It's the Oil, Stupid

At the urging of one friend I’m going to take a little interlude from nagging people on sustainability principles and detour into my of my more common harangues. Not that this crowd needs it as much as most but sometimes some of our architects forget to really stress the energy efficiency aspects of their designs and the recent LEED hoo-haa has made some good points about this. So, let me try to recount a few things about why we ought to be doing some of this–and not using so much glass in a helter-skelter way.
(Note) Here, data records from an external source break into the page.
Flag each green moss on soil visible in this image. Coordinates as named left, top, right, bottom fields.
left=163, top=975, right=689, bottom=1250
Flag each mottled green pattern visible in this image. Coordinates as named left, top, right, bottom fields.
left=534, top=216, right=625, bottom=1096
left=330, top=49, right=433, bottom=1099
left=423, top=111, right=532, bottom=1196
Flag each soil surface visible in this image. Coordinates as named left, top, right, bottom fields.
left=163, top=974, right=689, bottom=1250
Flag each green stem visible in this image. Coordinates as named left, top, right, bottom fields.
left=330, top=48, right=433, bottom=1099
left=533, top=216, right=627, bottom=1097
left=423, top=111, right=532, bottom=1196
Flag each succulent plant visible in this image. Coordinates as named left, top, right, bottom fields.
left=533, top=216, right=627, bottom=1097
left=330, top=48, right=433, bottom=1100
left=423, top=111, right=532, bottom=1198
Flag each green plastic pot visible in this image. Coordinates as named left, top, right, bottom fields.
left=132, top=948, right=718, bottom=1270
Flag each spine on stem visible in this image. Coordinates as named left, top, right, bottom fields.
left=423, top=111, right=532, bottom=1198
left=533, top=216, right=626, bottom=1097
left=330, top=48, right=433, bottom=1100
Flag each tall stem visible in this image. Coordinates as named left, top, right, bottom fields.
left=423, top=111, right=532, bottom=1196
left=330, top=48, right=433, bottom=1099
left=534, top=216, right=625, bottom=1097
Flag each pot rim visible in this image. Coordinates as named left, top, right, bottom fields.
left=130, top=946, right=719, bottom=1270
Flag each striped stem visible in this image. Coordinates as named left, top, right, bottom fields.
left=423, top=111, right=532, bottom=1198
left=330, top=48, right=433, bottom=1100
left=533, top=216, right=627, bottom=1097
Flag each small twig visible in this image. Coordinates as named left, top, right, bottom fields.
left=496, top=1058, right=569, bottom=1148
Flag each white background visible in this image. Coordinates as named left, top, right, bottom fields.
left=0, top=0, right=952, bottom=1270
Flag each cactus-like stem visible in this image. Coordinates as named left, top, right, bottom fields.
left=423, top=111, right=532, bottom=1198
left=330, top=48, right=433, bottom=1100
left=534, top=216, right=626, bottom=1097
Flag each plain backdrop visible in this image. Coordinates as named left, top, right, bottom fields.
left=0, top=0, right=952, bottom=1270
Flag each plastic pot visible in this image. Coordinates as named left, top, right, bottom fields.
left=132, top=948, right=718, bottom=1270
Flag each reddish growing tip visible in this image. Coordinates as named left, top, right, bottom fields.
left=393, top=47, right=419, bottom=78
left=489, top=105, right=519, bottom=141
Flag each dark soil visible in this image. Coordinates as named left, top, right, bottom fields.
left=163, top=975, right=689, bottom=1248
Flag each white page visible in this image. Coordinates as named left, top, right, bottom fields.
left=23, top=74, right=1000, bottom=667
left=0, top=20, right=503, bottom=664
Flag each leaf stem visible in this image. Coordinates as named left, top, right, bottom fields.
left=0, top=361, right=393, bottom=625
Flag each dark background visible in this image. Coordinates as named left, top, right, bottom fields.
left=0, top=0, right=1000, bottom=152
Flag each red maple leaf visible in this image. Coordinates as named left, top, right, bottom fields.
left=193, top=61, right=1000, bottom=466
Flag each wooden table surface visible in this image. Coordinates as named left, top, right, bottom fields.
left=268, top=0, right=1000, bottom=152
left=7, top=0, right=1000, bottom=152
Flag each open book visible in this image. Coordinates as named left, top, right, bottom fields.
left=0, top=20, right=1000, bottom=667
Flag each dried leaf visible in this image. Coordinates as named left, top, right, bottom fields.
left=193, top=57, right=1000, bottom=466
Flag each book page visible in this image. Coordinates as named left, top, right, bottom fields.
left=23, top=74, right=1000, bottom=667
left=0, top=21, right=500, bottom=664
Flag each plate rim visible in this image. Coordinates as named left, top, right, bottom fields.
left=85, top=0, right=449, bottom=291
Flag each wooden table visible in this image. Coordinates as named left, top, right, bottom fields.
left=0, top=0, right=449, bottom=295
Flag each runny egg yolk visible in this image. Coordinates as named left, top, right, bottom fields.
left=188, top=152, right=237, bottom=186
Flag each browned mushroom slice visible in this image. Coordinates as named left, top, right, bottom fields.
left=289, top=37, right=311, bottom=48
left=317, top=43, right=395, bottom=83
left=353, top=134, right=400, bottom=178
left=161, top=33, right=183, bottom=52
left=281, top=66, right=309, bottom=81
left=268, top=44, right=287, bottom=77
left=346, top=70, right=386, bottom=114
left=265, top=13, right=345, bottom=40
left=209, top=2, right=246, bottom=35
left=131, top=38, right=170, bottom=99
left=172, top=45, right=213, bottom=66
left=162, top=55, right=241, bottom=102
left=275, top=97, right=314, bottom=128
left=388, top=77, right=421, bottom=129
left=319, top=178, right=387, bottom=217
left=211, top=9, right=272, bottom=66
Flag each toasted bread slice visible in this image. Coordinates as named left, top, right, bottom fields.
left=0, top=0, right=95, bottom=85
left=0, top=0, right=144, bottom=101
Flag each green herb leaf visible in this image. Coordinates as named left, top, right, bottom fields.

Here goes:

It’s the Oil, Stupid !

It’s a sign that ought to hang over the desk of every politician, general and journalist—and architect.

OIL has literally made us what we are today.

Without it, we would not have had the mechanization of agriculture. Before that a farmer could only support the food needs of about 5 others and most of those were his family. Most of us would have been farmers without oil.

Beginning just after WW I it allowed many to leave the farm to become doctors, lawyers, artists, factory workers and so many other professions. OK, so more lawyers may not have been one of the better benefits of oil.

It also meant the beginning of our consumerist society and a value system which often focuses on what we have rather than who we are. It took us from being inner-directed to other-directed

HISTORICALLY, let me give you a litany of events:

Oil. It has been a cause of conflict for decades.

In 1933 Smedley Butler said:

War is just a racket. A racket is best described, I believe, as something that is not what it seems to the majority of people. .. It is conducted for the benefit of the very few at the expense of the masses. The trouble with America is that when the dollar only earns 6 percent over here, then it gets restless and goes overseas to get 100 percent. Then the flag follows the dollar and the soldiers follow the flag. I helped make Mexico, .. safe for American oil interests in 1914…. In China I helped to see to it that Standard Oil went its way unmolested.

Oh, yeah, I forgot to tell you,  Smedley was a Marine Corp Major General and the recipient of two Congressional medals of honor. He would have had a third but the rules at that time prevented it.

On December 7th, 1941, the Japanese attacked Pearl Harbor. A source close to the emperor noted they took this action largely because the US imposed a de facto petroleum embargo on them.

During WW II President Roosevelt met with King Ibn Saud and basically laid a policy that we would protect the Saudi Kingdom in return for access to oil. Every US president has renewed that pledge to a nation so abusive of human rights it makes the #1 or #2 spot in that category every year from Amnesty International.

In 1952 the President’s Materials Policy Commission (the Paley Commission) warned that the nation’s oil supply would begin to dwindle by the 1970′s.

In 1953 the US CIA engineered the overthrow of Mohammed Mosidique and put the Shah of Iran in power to protect our access to oil

In 1956 M. King Hubbert, a Shell Oil geologist, determined the US would peak in oil production between 1966 and 1970 by three impeccable proofs. It peaked in 1970.

In 1971 the first wave of US military flew arms to Iran. It was later to lead to the revolution. I delivered a jet to them and trained them.

In 1973 we had the Arab oil embargo and developed plans to invade if need be.

In the 1979 Iranian Mullahs together with the middle class, angry about arms spending, overthrew the Shah.

In 1991 we intervened in Iraq to maintain access to Kuwaiti oil

In 2001 the US was attacked by Jihhadist terorists. 15 of 19 were Saudi who saw us as “foreign guards” defiling the land of Mecca and Medina.

In 2003 we invaded Iraq. It’s not because they had rutabagas there–OR weapons of Mass Destruction but they had the second largest oil reserves at the time.

In 2006 George W. Bush said in his State of the Union address “America is addicted to oil”

SO, WHERE ARE WE TODAY?

4% of global population using 25% of oil use

We use 20.5 million barrels per day OR ~7.5 billion barrels a year. China uses about 1/3 as much.

We import roughly 55-60% of it

Surprisingly most does not currently come from the Middle East –maybe 20% of totals

BUT, neither can we drill ourselves to oil independence. You don’t end an addiction by continuing the drug. Let me try to explain:

The mean availability for both ANWR and Outer Continental Shelf combined is ~96 billion barrels, a mean figure

We use 7.5 billion barrels per year

That’s about 12.8 years if we could get it all out at once–and we can’t

It’s a global market and we do not set the price so drilling will not significantly lower its cost either.

When all is said, the Middle East will still have the easy, cheap oil after we exhaust domestic sources.

We will be back to them but even more dependent

Getting off oil is the only real solution and the transition must begin now.

Sad to say oil and the environmental issues will only be taken seriously when linked to national security–and both of them are. In his 1962 book Enough Good Men Dr. Albert E. Burke warned us:

The problem is not money. It is a problem of education to inform Americans about the close tie which has always existed between a wide margin of resources and freedom. Reduce that margin of resources, reduce the quality of those resources and you reduce what Americans have always meant by the word “freedom.”